I did one of the hardest things I’ve ever done today.
I surrendered my dog, Luke, to the Humane Society of North Texas. I always hated seeing the words “Owner surrender.” Dogs
are part of your family, and you just don’t walk away from them, but here I was
today, calling belatedly, “I love you, Luke” as he was led away.
I had Luke five weeks to the day. He’s probably a
Bernese Mountain Dog/Aussie/Border Collie mix, a year and a half to two years
old, up to date on shots and neutered (thanks to me), heartworm positive (we
hadn’t gotten to the treatment yet). More important, he was full of love for
the people he adored (including me) and he was so happy—played beautifully with
Sophie, my border collie/poodle cross. Lived the good life for the last five weeks, before which
he was a stray and then in a shelter. An escape artist, he’d get out of the
back yard only to come to the front door and say, “Let me in.” He lived up to the Aussie moniker of "Wigglebutt"--his whole rear end would wriggle with happiness at the thought of coming in the house.
I thought today I’d be
writing a plea for a new home for Luke—a home, preferably in the country, with
no children and few if any guests. Full disclosure: Luke is a biter. It’s
indiscriminate and unpredictable, and in five weeks we had five incidents. He
seemed to dislike children, young people, and men (except for a few) but we
never could tell when he would react with a snarl and a snap. We learned to
restrain him but dog trainers advised me to get rid of him. I live with an
eight-year-old here every afternoon, and I entertain often so there are people
in and out of my house a lot—if for nothing else but happy hour. Mine is the
wrong house for Luke.
I am heartbroken at
putting down a young, healthy (heartworms can be cured), vital, energetic and
loving dog. Yes, I’ve done it with dogs that were old and/or sick. But Luke
enjoyed life so much, had so much love to give and receive.
RIP Luke. Look for me on
the Rainbow Bridge someday. I loved you as much as you loved me, and I will
miss you. You will always have a corner of my heart.
7 comments:
Oh, Judy, my heart aches for you. I know how much you wanted and loved this dog. You obviously love all dogs, and this one especially.

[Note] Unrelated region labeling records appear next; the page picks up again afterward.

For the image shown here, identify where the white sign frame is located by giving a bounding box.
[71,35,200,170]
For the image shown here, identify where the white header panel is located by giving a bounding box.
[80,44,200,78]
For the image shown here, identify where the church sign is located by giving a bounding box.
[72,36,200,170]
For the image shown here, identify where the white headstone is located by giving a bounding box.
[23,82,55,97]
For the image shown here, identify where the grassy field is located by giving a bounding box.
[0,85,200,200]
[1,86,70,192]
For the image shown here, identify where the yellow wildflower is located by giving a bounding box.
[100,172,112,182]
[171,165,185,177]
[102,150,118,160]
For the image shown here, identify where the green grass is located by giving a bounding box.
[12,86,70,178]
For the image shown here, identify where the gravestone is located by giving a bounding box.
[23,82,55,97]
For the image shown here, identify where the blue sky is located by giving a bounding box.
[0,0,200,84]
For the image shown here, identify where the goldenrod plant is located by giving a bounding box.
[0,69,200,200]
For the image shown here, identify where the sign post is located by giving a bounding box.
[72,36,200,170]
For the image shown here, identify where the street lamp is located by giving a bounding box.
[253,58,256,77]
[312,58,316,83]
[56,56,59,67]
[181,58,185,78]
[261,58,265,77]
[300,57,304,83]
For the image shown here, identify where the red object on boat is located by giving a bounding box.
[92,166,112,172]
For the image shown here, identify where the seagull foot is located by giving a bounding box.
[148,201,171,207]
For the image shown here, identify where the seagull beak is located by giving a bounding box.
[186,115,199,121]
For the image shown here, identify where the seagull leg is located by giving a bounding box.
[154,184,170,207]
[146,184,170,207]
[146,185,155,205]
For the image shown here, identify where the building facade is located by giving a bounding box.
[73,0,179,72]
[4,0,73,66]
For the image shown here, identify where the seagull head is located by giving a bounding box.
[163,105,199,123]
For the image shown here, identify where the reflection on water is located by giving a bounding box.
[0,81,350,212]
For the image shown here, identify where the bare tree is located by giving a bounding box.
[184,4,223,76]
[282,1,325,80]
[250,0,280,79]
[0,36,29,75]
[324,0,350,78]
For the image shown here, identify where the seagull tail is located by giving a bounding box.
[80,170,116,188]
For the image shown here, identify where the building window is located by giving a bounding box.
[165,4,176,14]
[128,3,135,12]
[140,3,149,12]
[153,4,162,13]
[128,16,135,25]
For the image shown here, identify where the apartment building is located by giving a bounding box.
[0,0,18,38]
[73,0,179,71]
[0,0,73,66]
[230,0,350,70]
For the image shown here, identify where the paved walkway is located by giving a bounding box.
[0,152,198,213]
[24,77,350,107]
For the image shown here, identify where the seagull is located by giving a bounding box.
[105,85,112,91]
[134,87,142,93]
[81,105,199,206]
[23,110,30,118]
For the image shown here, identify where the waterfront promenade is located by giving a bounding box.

Please know that everyone who knows you--or even just your writing--is grieving with you.
Thanks, Anonymous. I wish I knew who you were so I could thank you personally. Your comment means a lot.
Judy, sometimes the right thing is also the hard thing. You gave him a great five weeks--more than most people would have done.
Thanks, Terry. Knowing that he was so happy here is both a comfort and a sad thought.
Aww, Judy. I'm so sorry. You would feel a lot worse if Luke had seriously hurt someone. Some traits are instinctive in certain animals, and there's nothing you can do to change that. You did the right thing for those you love. But I certainly know how you feel.
Judy, we knew each other many years ago in Fort Worth when I was director at Thistle Hill. I do wish you had been able to find Luke a home - five weeks is a very short time for an Aussie to learn your ways, or for you to learn his. We only started having Aussies 2 years ago, they are a wonderfully smart and loving breed, and if you are familiar with them, they want to please, and they would do anything for you. I know several who would have gladly taken him. You might take his photo down,he looks like our black tri, and it is heartbreaking to think he is gone.
Carla, of course I remember you. Thanks for couching your note in much kinder tones than some. I do know Aussies, have had them before. We're not sure Luke was Aussie--vet thinks Bernese Mountain Dog. I know Aussies and other dogs nip--Luke bit me often, love nips--but he also lunged snarling at strangers unpredictably. He would have done anything for me, but I could not take the moral or financial responsibility. I did what I did on the advice of two trainers and my vet. thanks for understanding that grief that continues to overwhelm me.